Weihnachtsmärchen mit Cinderella feiert Premiere im Schauspielhaus

Das Theater Dortmund lädt zu Cinderella ein: Das Stück hat alles, was ein klassisches Weihnachtsmärchen braucht und ebenso alles, was es nicht braucht für ein Theatervergnügen mit Kindern.

Die Geschichte von Cinderella ist vielen bekannt: Es ist das Märchen von Aschenputtel, aber ohne die Grausamkeiten, die sich in Geschichten der Gebrüder Grimm finden. "Ein bekannteres Märchen findet man kaum", sagt Andreas Gruhn, der die Regie des Stücks führt, das im November und Dezember im Dortmunder Schauspielhaus zu sehen ist.

Die Cinderella kommt leichtfüßig und beschwingt nach dem Märchen von Charles Perrault daher, "ein leichtes, flirrendes, französisches Märchen", sagt Gruhn. Er inszeniert das Stück mit aufwendigem Bühnenbild und durchaus opulenten Kostümen. Gedacht ist das Stück für Menschen ab sechs Jahren.
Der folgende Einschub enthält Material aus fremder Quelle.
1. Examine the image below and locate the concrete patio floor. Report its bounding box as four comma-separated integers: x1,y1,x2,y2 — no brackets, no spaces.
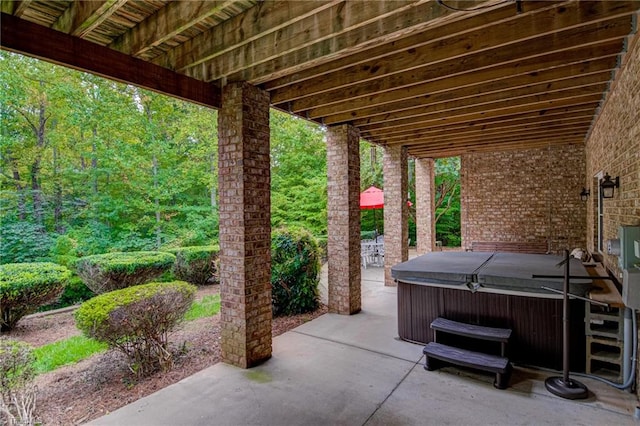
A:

Ursprünge der Geschichte reichen bis ins 9. Jahrhundert zurück

Es ist die Geschichte eines ungewöhnliches Mädchens und eines ungewöhnlichen jungen Mannes, die beide aus dem Rahmen fallen, und sich gerade deshalb gefallen. Versionen dieses Stoffes gibt es seit vielen Jahrhunderten. Die Ursprünge können bis ins China des 9. Jahrhunderts verfolgt werden.

"Die Gebrüder Grimm waren da sehr spät dran", sagt Gruhn. Man werde in der Inszenierung die bekannte Geschichte natürlich wiedererkennen, betont er. Aber es gehe dabei auch zeitgemäße Fragen, etwa: "Wie angepasst muss ich sein?" Oder: "Muss jemand gut aussehen, damit ich ihn mag?" Alles ohne belehrenden Unterton, verspricht der Regisseur.
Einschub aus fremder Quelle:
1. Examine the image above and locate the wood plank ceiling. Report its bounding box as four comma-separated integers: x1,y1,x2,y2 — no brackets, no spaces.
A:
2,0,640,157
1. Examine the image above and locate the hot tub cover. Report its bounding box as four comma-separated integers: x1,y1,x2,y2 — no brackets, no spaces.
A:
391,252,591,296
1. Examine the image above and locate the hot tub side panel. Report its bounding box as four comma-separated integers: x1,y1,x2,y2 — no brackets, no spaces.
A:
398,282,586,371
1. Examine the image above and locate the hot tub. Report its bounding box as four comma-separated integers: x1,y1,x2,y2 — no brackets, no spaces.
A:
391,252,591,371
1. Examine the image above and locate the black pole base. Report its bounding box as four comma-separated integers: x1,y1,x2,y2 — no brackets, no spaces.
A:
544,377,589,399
Nach dem Werkstattumbau kehrt das Weihnachtsmärchen nach zwei Jahren wieder ins Schauspielhaus zurück. Gruhn und seine Mitstreiter ("ein sehr bewährtes Team") - unter anderem mit Oliver Kostecka, der seit 2004 für die Ausstattung der Weihnachtsmärchen zuständig ist - freuen sich. Allein schon deshalb, weil es hier mehr Platz gibt als an der Ausweichstätte, im Kinder- und Jugendtheater.

Schon jetzt sind viele Karten verkauft

Sorgen, dass deshalb viele Stammkunden sich in den zwei Jahren Alternativen gesucht haben, sind offenbar unbegründet: Von den insgesamt zur Verfügung stehenden Karten (23.000) sind Stand Ende Oktober bereits 19.500 verkauft.